Capítulo 26. Eros

796 129 101
                                    

LA HORQUILLA DE HUME

Abrí el sobre por cuarta vez desde que había comenzado todo y ahí estaba: el cheque a nombre de Athan Soiledis que llegaba cada mes a nuestro nuevo y pequeño apartamento.

Según los médicos aquel sería el último mes. Después de unas últimas pruebas rutinarias mi madre podría salir de aquel centro y coger, de nuevo, la vida que había tenido que dejar atrás tras el accidente. Y aunque debería alegrarme, aunque era todo aquello que había deseado desde el principio, había algo —o alguien— al que temía ver por encima de todo.

En el sobre había también, como supuse que habría, una nota escrita a mano.

«No le he dicho nada a Apolo, aunque creo que tú tampoco. Se inteligente, Eros.

Att, A. S.»

Suspiré y decidí, por mi bien y por el de mi madre, la cual habría notado a leguas que no estaba bien, no pensar en ello. Mamá aún no había recuperado toda la memoria, no recordaba ni a Apolo, ni a Paris, ni todo aquello por lo que había pasado los últimos meses. Había sido una tortura tener que explicárselo de nuevo y ver su sufrimiento y dolor por segunda vez. Pero durante aquel proceso hubo algo que no quise decirle. Me avergüenzan las razones por las que no quise hacerlo, debo admitirlo. Incluso mi padre intentó hacerme cambiar de opinión; no lo consiguió. 

No hubo fuerzas suficientes que me llevara a explicarle a mi madre mi verdadera historia con Apolo. Era algo que aún no acababa de entender. Era como una estúpida forma de protección: si mamá no lo recordaba, yo tampoco, y de esa forma todo era más fácil para mí. 

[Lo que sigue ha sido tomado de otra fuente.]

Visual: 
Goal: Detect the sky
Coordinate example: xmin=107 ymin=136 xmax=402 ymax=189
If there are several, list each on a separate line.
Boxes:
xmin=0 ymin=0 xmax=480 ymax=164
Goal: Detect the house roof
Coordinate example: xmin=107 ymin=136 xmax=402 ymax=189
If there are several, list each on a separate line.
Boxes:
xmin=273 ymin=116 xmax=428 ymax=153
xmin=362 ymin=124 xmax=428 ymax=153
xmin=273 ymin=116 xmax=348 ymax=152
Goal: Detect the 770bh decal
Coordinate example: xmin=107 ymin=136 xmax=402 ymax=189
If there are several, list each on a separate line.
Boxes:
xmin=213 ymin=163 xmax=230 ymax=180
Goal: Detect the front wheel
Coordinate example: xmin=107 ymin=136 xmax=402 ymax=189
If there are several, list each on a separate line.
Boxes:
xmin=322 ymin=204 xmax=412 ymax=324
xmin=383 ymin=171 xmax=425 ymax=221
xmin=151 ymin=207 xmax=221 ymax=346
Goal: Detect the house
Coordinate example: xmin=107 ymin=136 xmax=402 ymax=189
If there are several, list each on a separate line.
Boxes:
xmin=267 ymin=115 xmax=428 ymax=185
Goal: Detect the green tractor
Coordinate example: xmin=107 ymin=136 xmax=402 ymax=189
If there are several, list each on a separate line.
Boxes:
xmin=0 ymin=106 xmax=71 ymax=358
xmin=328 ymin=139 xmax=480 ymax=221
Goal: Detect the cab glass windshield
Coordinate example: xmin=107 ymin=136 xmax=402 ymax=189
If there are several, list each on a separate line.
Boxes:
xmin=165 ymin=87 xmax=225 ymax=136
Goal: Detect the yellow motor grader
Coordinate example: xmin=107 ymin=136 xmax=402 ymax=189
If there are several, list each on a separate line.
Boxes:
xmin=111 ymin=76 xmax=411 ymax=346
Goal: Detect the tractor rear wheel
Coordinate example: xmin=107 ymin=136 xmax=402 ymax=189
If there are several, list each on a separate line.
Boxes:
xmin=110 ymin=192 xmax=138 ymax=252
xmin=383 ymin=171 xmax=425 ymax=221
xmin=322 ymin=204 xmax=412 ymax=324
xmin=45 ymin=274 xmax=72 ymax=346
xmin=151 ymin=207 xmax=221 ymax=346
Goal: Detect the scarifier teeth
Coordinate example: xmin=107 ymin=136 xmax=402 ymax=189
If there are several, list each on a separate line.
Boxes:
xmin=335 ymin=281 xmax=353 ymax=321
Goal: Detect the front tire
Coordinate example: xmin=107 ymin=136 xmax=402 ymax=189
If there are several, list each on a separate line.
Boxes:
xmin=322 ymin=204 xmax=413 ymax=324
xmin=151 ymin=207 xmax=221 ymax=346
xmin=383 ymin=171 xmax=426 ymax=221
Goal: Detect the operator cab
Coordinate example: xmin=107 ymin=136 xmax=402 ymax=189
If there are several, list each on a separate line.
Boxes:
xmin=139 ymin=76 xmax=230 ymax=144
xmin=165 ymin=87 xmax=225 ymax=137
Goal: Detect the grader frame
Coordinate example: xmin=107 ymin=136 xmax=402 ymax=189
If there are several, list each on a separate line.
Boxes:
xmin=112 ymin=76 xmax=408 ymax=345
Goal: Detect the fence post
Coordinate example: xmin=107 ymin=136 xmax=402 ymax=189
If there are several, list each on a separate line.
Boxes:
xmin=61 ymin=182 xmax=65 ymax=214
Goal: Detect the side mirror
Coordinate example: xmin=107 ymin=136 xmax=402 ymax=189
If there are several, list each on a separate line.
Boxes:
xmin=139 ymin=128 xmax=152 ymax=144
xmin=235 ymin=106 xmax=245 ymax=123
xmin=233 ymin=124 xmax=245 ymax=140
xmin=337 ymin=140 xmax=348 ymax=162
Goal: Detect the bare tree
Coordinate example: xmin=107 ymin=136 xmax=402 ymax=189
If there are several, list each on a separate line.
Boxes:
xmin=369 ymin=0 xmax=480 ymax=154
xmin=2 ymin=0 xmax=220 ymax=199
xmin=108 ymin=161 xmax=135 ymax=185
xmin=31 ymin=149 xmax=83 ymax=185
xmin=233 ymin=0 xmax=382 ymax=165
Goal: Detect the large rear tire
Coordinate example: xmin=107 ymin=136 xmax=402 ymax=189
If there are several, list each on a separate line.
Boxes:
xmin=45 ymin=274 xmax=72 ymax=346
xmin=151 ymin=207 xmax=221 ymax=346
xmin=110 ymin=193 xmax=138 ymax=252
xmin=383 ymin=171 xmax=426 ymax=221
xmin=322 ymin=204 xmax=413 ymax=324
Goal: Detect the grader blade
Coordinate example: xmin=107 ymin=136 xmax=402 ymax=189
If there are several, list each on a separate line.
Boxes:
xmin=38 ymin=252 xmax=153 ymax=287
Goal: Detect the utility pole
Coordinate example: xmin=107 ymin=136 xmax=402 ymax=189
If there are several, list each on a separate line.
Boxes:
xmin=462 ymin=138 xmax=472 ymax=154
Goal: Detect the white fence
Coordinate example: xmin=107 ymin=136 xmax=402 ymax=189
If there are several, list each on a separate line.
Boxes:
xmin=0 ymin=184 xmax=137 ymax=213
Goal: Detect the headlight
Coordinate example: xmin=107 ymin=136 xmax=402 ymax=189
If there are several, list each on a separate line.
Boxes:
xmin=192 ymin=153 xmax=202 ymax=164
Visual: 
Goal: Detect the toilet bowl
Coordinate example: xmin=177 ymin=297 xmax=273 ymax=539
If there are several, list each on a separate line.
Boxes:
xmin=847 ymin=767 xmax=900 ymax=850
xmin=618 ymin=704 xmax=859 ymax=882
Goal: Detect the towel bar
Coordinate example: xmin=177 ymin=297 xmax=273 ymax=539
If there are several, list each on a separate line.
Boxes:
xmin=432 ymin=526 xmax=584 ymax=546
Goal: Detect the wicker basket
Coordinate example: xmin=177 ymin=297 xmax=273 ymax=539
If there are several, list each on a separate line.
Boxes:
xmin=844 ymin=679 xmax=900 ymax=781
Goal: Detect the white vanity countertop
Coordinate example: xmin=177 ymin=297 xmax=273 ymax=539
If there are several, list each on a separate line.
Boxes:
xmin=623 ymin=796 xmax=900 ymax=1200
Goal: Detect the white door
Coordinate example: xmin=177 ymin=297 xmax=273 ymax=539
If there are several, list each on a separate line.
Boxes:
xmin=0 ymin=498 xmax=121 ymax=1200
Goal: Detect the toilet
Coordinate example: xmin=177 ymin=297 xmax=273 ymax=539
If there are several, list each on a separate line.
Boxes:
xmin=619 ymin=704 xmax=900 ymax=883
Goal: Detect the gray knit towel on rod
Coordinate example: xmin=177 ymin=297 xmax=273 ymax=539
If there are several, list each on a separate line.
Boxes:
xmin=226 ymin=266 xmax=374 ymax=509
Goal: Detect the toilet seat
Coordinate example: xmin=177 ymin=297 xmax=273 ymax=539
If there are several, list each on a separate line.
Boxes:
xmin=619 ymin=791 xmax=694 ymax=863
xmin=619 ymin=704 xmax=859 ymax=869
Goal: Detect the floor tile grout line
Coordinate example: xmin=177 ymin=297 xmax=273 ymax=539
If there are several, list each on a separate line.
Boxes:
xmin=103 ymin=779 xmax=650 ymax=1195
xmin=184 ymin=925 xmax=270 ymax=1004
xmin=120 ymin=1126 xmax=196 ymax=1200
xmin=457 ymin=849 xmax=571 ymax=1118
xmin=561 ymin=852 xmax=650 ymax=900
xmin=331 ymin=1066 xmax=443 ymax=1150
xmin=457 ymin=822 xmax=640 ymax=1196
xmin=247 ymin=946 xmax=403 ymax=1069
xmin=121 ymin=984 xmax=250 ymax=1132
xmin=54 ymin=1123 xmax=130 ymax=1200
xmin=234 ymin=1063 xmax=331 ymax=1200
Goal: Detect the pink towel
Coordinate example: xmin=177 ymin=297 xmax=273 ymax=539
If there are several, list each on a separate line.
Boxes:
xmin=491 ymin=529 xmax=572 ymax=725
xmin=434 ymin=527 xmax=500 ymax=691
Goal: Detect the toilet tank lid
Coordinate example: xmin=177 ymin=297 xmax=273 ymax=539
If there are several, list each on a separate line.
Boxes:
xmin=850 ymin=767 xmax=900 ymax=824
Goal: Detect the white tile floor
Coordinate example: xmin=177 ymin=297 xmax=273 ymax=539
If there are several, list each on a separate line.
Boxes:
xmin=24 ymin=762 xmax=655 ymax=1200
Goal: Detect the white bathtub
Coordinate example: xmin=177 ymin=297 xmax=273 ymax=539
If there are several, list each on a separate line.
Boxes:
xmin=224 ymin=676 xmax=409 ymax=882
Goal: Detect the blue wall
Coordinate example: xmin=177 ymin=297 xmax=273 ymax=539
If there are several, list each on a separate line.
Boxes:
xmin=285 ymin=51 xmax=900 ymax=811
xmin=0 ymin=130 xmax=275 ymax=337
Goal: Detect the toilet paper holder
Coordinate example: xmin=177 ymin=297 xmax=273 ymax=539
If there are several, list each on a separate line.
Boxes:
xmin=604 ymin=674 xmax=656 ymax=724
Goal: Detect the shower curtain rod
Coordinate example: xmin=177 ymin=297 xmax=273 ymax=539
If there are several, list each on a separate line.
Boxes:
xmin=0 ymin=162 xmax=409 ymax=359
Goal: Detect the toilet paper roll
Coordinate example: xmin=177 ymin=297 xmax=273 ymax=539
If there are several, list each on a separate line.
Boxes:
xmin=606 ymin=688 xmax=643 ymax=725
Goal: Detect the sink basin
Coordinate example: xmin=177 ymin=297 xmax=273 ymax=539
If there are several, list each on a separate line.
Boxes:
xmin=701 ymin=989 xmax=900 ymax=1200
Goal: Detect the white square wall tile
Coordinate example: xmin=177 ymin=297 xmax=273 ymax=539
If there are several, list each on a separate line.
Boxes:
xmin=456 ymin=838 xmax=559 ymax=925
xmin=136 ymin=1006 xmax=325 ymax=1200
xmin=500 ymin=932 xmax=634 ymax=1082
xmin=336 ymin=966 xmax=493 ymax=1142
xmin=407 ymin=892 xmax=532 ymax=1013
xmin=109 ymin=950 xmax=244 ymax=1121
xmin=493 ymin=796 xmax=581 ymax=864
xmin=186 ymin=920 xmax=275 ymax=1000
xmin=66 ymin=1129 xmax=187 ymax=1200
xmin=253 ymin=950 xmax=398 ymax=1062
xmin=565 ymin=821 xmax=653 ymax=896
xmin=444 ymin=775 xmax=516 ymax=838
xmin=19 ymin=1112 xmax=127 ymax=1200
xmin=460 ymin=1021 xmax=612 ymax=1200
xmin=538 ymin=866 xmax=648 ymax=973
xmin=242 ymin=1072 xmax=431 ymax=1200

Me había convencido de que Apolo estaría mejor sin mí pues, ¿qué le había estado aportando a su vida los últimos dos meses? Nada, no había conseguido decirle ni un simple y sentido te quiero. Yo no valía la pena y tenía que hacérselo ver. 

Lo intenté hasta que lo conseguí. 

Pensar en aquello me hacía querer llorar desconsoladamente. Hacía tiempo que ni siquiera era capaz de sonreír. 

Dejé el cheque sobre el montón de cartas de la encimera. Allí, oculta entre ellas, también estaba la carta de admisión en el nuevo instituto al que probablemente también asistiría Apolo. Él ni siquiera sabía que me había presentado, ni siquiera sabía que yo me había enterado de su cambio. Suponía que, en el fondo, una parte de mí quería recuperarlo. Pero me había dejado de hablar, se había dado por vencido después de mis negativas, una detrás de otra, cada cual más fría y cruel que la anterior.

Y sabía que Apolo no me odiaba, sabía que había continuado con su vida tal y como yo le había suplicado que hiciera en contra de lo que él sentía por mí; lo único que me consolaba era saber con certeza que lo había aliviado de mi fastidiosa carga. Porque, por mucho que él se empeñara en negarlo, por mucho que él jurara hacerlo por amor aquello no era justo y ambos lo sabíamos.

«Que no estemos juntos ahora, no significa que no lo podamos estar en un futuro». Aquel futuro había llegado a mí como un torrente inesperado pero para el que, a su vez, me había estado preparando las última semanas. Tenía miedo de lo que me encontraría al volver. Solo me asustaba eso, únicamente eso. El simple pensamiento de que aquel siempre se hubiera desvanecido me aterrorizaba. 

Me sentía atrapado en aquel trance de tristeza, melancolía y lamento. 

Mi madre estaba bien, mi padre estaba bien, su empresa estaba bien, pero yo me había quedado estancado ahí como si yo hubiera sufrido el accidente , como si el que hubiera tenido que aprender a vivir de nuevo fuera yo, como si el malo hubiera sido Apolo; como si todos tuvieran la culpa excepto yo. Y la realidad no podía estar más alejada de aquellas palabras.